In the era of big data and precision medicine, accurate risk assessment is a prerequisite for the implementation of risk screening and preventive treatment. A large number of studies have focused on the risk of cancer, and related risk prediction models have been constructed, but there is a lack of effective resource integration for systematic comparison and personalized applications. Therefore, the establishment and analysis of the cancer risk prediction model knowledge base (CRPMKB) is of great significance.
The current knowledge base contains 802 model data. The model comparison indicates that the accuracy of cancer risk prediction was greatly affected by regional differences, cancer types and model types. We divided the model variables into four categories: environment, behavioral lifestyle, biological genetics and clinical examination, and found that there are differences in the distribution of various variables among different cancer types. Taking 50 genes involved in the lung cancer risk prediction models as an example to perform pathway enrichment analyses and the results showed that these genes were significantly enriched in p53 Signaling and Aryl Hydrocarbon Receptor Signaling pathways which are associated with cancer and specific diseases. In addition, we verified the biological significance of overlapping lung cancer genes via STRING database. CRPMKB was established to provide researchers an online tool for the future personalized model application and developing. This study of CRPMKB suggests that developing more targeted models based on specific demographic characteristics and cancer types will further improve the accuracy of cancer risk model predictions.

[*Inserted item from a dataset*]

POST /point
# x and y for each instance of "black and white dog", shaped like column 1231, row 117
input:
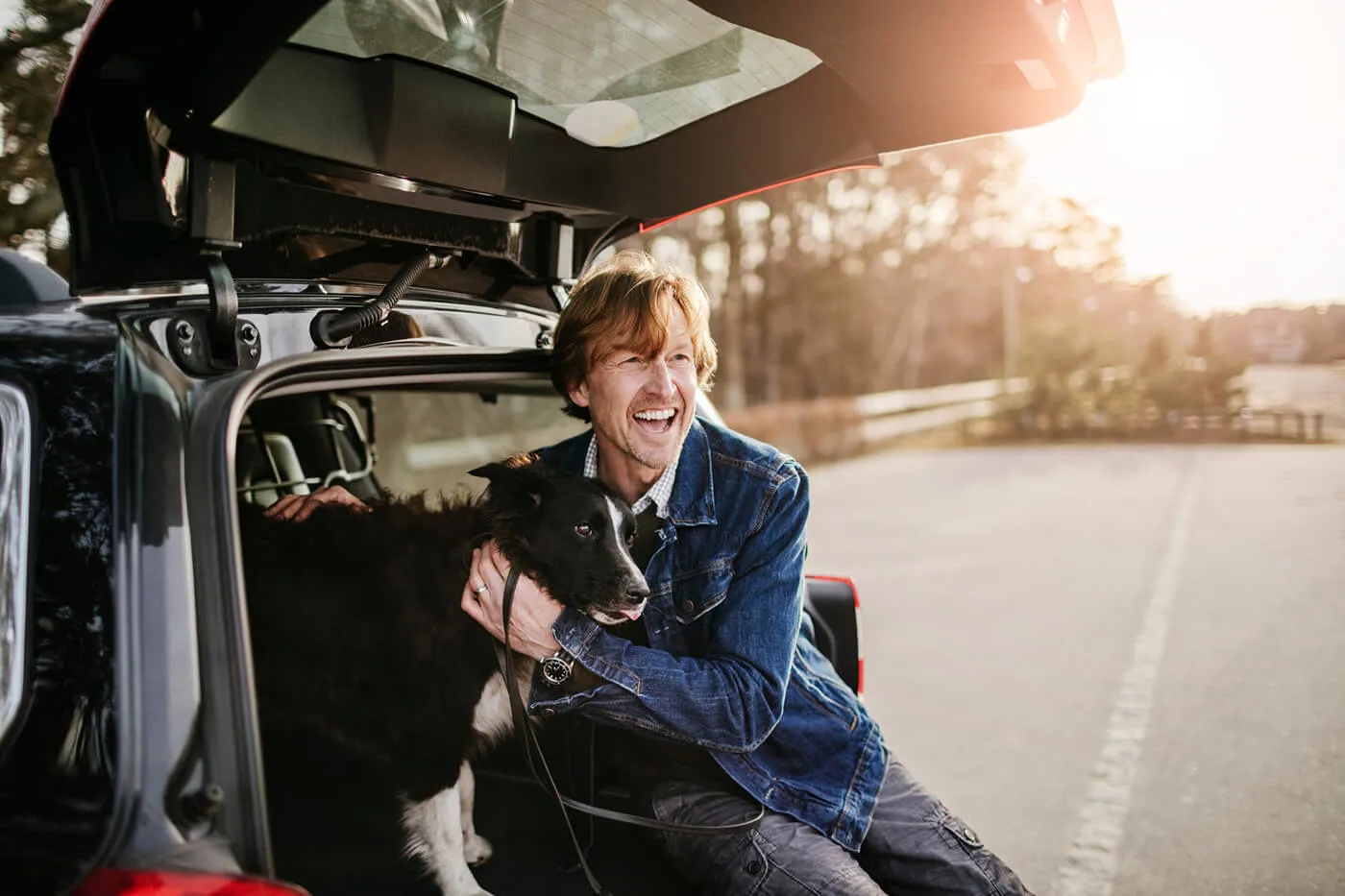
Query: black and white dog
column 358, row 631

CRPMKB is freely available at http://www.sysbio.org.cn/CRPMKB/. The data underlying this article are available in the article and in its online supplementary material.
Supplementary data are available at Bioinformatics online.

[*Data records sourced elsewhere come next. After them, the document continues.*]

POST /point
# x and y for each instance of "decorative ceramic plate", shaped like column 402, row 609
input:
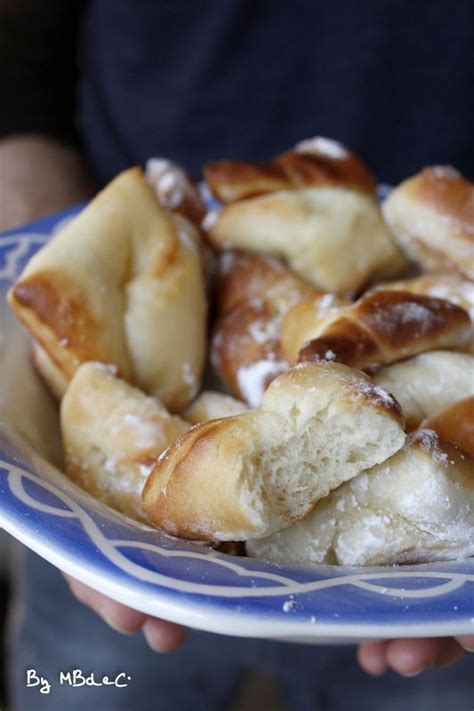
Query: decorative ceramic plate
column 181, row 581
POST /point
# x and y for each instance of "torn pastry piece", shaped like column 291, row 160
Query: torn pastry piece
column 314, row 206
column 112, row 435
column 213, row 405
column 254, row 293
column 381, row 328
column 175, row 189
column 432, row 218
column 455, row 424
column 416, row 507
column 122, row 283
column 253, row 474
column 428, row 383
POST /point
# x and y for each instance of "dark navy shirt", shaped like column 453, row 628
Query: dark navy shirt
column 208, row 79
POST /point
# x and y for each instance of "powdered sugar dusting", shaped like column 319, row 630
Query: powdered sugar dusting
column 253, row 379
column 323, row 146
column 168, row 181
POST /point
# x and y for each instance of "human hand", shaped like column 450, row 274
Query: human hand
column 39, row 176
column 410, row 657
column 162, row 636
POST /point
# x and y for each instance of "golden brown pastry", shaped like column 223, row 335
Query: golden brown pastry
column 428, row 383
column 455, row 424
column 175, row 189
column 380, row 328
column 302, row 320
column 432, row 218
column 416, row 507
column 122, row 283
column 315, row 207
column 112, row 435
column 256, row 473
column 450, row 287
column 254, row 293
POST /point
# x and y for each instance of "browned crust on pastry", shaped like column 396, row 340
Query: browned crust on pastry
column 53, row 312
column 234, row 346
column 385, row 326
column 243, row 276
column 309, row 169
column 455, row 424
column 231, row 181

在大数据和精准医学时代,准确的风险评估是实施风险筛查和预防性治疗的先决条件。大量研究聚焦于癌症风险,构建了相关风险预测模型,但缺乏有效的资源整合用于系统比较和个性化应用。因此,建立和分析癌症风险预测模型知识库(CRPMKB)具有重要意义。
当前知识库包含802个模型数据。模型比较表明,癌症风险预测的准确性受地区差异、癌症类型和模型类型的影响很大。我们将模型变量分为四类:环境、行为生活方式、生物遗传学和临床检查,发现不同癌症类型中各变量的分布存在差异。以参与肺癌风险预测模型的50个基因为例进行通路富集分析,结果显示这些基因在与癌症和特定疾病相关的p53信号通路和芳烃受体信号通路中显著富集。此外,我们通过STRING数据库验证了重叠肺癌基因的生物学意义。建立CRPMKB为研究人员提供了一个用于未来个性化模型应用和开发的在线工具。对CRPMKB的这项研究表明,基于特定人口统计学特征和癌症类型开发更具针对性的模型将进一步提高癌症风险模型预测的准确性。
CRPMKB可在http://www.sysbio.org.cn/CRPMKB/免费获取。本文的基础数据在文章及其在线补充材料中提供。
补充数据可在《生物信息学》在线获取。